M.: L'uno e l'altro. Accetto e vengo accettato. Sono tutto e tutto è me. Poiché sono il mondo, non lo temo. Essendo tutto, di che temere(8)? L'acqua non ha paura dell'acqua, né il fuoco del fuoco. E poi, non ho paura perché mi mancano le condizioni per avvertirla o sentirmi in pericolo. Non ho un nome, né una forma. È l'attaccamento al nome e alla forma ciò che alimenta la paura. Io non conosco attaccamento, non sono e non temo nulla. Al contrario, tutto ha paura del Nulla, perché non appena una cosa tocca il Nulla, lo diventa. È come un pozzo senza fondo, tutto quello che vi cade sparisce.
I.: Dio è una persona?
M.: Finché ti ritieni una persona, anch'Egli lo è.

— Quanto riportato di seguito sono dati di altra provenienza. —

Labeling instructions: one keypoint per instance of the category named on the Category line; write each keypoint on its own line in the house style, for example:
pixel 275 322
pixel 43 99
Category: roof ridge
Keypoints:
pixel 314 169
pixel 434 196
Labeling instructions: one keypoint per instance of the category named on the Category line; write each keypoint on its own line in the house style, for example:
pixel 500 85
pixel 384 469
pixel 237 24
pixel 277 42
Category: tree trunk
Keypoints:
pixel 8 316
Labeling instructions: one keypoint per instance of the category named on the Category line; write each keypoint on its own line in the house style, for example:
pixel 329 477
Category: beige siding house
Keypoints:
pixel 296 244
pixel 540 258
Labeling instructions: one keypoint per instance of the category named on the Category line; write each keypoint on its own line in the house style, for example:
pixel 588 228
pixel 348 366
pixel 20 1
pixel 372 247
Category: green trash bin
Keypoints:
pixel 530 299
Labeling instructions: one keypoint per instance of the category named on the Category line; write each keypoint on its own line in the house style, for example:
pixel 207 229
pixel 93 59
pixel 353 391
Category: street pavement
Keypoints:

Quando tutto è te, vedi Lui come il tutto.
I.: Posso modificare i fatti, cambiando atteggiamento?
M.: L'atteggiamento è il fatto. Prendi l'ira. Posso essere furioso, misurando la stanza in su e in giù; allo stesso tempo so chi sono, un centro di saggezza e di amore, un atomo di pura esistenza. Tutto cessa, e la mente s'immerge nel silenzio(9).
I.: Eppure eravate adirato.
M.: Con chi devo adirarmi e perché? C'era l'ira, e si è dissolta non appena mi sono ricordato di me. È tutto un gioco tra qualità (guna) della materia cosmica. Quando m'identifico con esse, divento il loro schiavo. Se sto in disparte, sono il loro signore.
I.: Potete influenzare il mondo col vostro atteggiamento? Se vi staccate dal mondo, perdete ogni speranza di aiutarlo.
M.: Tutto è me: come posso aiutarmi? Non m'identifico con nessuno in particolare perché sono tutto: il particolare e l'universale.
I.: Potete aiutare me, una persona particolare?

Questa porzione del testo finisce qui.